Shire and Noven have reported positive preliminary data from clinical trials of a patch that they are developing for children with attention deficit hyperactivity disorder.
The two studies, a Phase II trial involving 79 patients over a seven week period and a Phase III study involving 268 patients over a seven week period, examined the product – known as methylphenidate transdermal system – in children between the ages of six and 12 previously diagnosed with ADHD. Overall, MTS was well tolerated and both trials met their objectives, the firms said. Additional information will be revealed as part of Shire’s research and development update, which is scheduled to take place next month.
The firms said that the data would be included in as part of an amendment to the New Drug Application for the product, which was filed with the US Food and Drug Administration back in 2002 but knocked back the following year [[29/04/03b]]. Both Shire and Noven believe that the studies will address issues raised by the FDA, and note that the agency has previously confirmed that the amendment will be reviewed within six months after submission.

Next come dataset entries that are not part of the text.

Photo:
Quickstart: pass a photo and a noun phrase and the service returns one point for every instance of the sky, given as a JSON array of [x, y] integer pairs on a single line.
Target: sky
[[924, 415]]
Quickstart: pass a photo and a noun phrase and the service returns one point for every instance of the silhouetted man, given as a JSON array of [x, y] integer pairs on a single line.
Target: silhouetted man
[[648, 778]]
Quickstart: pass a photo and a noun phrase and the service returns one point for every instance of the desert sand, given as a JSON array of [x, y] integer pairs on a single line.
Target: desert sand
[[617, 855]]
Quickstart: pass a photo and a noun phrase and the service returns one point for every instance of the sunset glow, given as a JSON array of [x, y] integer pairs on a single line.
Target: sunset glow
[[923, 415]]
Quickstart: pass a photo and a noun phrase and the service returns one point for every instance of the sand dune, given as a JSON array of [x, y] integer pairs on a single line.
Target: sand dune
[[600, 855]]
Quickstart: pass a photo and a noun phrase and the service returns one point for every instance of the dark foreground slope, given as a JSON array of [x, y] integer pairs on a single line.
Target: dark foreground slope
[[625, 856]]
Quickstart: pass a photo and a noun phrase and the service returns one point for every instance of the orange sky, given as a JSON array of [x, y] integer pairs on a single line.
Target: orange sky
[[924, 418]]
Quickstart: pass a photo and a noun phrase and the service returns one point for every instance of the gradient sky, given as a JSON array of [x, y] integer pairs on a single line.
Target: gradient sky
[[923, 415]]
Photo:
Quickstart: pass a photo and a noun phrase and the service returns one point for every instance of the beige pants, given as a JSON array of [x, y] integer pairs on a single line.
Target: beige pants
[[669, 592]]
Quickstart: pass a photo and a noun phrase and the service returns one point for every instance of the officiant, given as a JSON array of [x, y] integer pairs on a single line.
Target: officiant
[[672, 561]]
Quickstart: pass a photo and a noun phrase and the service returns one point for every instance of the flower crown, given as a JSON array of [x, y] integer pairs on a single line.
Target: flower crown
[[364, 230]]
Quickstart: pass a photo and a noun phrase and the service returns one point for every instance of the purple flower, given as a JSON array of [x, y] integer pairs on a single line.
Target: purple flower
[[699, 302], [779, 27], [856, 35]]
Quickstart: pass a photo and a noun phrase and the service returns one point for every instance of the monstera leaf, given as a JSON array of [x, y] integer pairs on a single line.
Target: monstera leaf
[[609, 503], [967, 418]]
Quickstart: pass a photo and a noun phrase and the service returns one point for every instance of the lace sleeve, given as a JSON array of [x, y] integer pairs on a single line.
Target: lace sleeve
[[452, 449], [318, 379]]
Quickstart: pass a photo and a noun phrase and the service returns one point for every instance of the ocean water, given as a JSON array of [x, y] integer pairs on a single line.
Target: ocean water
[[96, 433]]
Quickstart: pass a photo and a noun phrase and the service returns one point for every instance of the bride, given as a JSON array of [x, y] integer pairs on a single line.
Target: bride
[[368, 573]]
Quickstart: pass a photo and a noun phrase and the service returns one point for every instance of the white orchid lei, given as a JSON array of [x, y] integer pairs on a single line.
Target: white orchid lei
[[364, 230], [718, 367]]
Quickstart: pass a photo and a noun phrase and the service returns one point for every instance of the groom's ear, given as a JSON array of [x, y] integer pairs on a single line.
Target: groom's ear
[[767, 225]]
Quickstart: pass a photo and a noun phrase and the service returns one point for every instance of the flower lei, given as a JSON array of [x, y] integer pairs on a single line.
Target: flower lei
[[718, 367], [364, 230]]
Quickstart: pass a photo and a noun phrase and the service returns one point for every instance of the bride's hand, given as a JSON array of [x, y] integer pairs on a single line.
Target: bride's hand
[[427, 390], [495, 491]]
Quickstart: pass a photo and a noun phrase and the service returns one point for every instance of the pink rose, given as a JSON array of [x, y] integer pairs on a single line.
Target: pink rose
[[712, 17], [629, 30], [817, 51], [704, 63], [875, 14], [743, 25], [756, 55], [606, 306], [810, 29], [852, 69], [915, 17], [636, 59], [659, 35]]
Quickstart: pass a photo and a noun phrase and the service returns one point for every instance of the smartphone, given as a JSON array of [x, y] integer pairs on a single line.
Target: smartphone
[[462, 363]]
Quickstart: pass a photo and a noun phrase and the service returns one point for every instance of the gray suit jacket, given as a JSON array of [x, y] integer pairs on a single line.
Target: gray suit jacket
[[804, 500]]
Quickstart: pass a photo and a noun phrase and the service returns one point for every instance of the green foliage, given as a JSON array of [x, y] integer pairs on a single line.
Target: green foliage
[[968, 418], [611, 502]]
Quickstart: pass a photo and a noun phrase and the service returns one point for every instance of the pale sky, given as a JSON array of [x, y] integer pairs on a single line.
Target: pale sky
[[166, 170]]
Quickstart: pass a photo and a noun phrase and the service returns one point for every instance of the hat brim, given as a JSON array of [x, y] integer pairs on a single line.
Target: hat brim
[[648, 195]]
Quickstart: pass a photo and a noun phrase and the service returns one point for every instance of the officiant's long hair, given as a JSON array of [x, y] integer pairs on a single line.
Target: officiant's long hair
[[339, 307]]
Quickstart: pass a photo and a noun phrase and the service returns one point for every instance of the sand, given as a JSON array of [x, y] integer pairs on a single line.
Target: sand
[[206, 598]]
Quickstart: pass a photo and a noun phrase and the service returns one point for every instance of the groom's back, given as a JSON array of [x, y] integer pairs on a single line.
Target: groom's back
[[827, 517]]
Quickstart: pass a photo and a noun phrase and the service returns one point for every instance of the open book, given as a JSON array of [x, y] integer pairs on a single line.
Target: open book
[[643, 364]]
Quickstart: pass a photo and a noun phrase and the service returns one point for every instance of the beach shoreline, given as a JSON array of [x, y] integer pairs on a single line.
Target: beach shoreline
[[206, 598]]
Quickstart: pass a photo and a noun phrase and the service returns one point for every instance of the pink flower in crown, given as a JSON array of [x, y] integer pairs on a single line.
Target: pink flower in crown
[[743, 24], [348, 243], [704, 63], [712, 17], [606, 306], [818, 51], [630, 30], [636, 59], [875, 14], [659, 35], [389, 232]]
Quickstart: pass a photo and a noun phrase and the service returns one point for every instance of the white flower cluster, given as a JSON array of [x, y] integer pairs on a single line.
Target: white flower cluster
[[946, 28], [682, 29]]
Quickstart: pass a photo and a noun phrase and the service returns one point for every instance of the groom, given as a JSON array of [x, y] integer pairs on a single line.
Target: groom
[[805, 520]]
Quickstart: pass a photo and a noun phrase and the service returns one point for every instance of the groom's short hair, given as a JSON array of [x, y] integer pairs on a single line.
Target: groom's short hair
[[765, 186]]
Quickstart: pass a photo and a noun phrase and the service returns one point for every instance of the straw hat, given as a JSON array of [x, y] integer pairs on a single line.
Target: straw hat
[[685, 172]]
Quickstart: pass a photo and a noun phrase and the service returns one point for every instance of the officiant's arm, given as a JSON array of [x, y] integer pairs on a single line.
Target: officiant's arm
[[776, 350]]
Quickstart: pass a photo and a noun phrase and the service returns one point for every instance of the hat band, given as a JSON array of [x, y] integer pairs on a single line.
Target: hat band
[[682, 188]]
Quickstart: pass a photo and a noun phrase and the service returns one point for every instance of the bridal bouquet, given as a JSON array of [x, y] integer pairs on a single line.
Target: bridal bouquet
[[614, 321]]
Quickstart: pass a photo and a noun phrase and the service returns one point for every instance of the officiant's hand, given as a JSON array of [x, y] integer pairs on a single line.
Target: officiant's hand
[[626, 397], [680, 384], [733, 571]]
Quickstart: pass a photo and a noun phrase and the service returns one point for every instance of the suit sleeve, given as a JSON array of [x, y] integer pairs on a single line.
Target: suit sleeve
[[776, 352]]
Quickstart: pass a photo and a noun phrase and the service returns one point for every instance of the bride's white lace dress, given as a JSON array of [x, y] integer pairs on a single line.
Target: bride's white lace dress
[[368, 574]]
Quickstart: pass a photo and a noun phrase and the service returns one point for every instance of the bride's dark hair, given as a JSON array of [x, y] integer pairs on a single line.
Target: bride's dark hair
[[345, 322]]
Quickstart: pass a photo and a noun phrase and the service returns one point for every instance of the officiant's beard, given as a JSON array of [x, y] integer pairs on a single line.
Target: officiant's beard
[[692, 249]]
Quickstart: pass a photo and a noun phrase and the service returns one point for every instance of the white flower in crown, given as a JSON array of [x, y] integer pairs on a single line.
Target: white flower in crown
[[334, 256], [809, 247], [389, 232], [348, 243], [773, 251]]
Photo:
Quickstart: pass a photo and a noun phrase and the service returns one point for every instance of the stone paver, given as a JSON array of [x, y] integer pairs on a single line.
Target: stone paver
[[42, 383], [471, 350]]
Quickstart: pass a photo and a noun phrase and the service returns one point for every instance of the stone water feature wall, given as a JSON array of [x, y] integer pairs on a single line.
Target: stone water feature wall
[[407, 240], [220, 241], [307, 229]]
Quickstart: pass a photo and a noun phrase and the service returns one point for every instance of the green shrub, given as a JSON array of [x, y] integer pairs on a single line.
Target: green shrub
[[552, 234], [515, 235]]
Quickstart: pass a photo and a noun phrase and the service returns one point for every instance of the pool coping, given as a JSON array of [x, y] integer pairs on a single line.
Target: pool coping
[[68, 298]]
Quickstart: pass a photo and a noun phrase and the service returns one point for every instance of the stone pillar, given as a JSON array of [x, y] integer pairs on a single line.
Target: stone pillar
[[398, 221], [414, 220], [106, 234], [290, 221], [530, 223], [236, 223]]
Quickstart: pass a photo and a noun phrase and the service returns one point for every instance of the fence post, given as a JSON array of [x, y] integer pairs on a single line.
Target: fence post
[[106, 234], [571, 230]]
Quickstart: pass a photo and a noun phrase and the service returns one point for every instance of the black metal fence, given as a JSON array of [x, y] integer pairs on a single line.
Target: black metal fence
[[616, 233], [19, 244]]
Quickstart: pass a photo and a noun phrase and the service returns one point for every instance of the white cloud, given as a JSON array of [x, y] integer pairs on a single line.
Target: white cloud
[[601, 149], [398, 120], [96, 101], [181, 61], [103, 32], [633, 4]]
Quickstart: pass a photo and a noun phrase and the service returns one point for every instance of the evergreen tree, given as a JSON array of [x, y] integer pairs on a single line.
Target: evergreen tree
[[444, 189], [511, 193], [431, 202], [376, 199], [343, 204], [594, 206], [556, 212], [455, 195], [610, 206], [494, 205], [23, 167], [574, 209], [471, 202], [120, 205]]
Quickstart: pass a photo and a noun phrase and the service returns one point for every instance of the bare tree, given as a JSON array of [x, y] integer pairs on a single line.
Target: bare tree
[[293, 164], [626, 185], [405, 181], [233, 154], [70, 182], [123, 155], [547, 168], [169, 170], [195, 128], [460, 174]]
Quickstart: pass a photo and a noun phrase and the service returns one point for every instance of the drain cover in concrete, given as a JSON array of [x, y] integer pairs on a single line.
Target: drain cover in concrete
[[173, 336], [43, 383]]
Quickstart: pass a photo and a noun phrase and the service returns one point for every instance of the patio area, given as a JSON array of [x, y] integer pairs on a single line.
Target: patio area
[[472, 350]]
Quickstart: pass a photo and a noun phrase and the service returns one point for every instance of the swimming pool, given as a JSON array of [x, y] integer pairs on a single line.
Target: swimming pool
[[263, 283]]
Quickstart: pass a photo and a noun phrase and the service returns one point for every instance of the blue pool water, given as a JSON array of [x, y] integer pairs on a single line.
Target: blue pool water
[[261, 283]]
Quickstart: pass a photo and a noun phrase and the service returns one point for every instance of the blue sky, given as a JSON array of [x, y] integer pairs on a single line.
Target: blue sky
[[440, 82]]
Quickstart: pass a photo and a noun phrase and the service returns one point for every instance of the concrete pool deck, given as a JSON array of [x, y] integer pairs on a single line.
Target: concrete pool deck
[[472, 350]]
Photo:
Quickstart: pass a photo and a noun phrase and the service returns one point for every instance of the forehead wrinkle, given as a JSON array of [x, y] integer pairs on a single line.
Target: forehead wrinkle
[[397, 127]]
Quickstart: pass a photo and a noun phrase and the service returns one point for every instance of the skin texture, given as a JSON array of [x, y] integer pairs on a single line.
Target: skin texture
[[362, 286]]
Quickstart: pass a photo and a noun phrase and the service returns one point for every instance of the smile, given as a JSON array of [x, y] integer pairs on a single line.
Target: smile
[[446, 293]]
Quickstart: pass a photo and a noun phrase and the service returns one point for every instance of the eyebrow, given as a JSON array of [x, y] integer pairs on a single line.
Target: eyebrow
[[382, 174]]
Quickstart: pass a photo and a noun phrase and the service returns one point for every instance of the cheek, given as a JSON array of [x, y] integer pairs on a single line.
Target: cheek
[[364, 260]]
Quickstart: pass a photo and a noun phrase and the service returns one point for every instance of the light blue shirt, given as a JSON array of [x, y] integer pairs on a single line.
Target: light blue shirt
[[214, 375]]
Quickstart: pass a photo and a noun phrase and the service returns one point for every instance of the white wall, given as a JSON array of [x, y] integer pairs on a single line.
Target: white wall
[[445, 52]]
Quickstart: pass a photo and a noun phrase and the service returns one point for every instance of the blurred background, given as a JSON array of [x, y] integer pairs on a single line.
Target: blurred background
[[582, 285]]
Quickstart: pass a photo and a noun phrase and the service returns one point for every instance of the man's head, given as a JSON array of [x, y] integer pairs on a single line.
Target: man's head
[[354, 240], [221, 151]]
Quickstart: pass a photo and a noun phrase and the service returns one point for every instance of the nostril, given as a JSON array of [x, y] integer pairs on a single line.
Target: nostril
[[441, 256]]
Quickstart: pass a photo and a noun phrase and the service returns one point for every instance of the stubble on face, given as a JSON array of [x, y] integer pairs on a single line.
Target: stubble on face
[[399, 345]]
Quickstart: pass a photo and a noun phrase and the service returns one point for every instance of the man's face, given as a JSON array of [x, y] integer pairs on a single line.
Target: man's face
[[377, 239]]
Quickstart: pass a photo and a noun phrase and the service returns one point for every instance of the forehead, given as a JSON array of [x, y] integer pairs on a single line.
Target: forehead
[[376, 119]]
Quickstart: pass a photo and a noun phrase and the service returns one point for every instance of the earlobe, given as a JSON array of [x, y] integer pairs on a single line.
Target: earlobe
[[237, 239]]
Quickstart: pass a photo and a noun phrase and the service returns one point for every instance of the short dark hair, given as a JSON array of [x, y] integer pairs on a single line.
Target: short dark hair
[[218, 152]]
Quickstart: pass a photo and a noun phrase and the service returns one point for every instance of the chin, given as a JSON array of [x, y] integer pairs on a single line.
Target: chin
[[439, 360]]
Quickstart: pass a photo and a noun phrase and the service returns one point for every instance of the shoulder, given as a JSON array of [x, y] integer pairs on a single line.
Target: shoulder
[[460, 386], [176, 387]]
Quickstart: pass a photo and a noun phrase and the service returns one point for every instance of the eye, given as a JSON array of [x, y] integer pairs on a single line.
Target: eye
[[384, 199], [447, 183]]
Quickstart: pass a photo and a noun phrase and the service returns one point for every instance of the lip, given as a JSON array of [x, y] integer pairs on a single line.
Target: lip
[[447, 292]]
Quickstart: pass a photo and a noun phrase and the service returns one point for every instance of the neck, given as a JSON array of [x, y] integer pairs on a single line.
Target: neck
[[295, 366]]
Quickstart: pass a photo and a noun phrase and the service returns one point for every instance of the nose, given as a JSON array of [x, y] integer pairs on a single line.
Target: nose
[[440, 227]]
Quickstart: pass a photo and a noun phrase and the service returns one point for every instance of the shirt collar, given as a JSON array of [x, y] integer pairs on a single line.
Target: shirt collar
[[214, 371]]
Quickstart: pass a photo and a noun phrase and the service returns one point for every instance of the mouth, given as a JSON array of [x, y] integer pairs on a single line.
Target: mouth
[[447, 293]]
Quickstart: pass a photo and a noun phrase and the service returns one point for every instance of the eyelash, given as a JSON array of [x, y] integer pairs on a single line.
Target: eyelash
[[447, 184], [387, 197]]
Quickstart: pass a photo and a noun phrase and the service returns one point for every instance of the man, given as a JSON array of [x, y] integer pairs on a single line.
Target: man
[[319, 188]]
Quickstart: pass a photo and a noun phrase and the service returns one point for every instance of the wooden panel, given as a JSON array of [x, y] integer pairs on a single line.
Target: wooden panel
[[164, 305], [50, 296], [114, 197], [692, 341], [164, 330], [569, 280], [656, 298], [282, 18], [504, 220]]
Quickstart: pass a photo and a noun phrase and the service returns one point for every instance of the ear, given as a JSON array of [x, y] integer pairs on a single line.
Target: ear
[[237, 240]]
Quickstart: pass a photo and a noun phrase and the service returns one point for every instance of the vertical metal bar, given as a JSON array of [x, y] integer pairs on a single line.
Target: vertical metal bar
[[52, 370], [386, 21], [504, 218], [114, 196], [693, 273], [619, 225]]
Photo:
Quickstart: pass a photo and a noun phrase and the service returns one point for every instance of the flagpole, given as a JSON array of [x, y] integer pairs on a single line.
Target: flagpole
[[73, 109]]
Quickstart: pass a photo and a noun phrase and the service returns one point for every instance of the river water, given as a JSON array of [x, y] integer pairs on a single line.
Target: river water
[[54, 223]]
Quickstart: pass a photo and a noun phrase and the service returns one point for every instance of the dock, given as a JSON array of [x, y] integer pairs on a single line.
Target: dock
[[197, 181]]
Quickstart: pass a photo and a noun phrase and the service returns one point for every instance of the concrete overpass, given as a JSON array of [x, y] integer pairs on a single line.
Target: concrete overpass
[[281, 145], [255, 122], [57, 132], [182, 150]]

Shire acquired the worldwide sales and marketing rights to MTS from Noven in February 2003 [[28/02/03b]]. Should it win final approval, the patch is expected to be a strong contender in the increasingly competition ADHD marketplace. The firms hope it will offer an alternative to traditional pills, especially for children that have difficulty taking oral medications. Shire already boasts a strong position in the ADHD market with its flagship drug, Adderall XR (extended-release amphetamine salts). However, safety concerns arose earlier this year after the Canadian regulators pulled the plug on the drug following concerns that it had been linked to cases of sudden death [[10/02/05a]].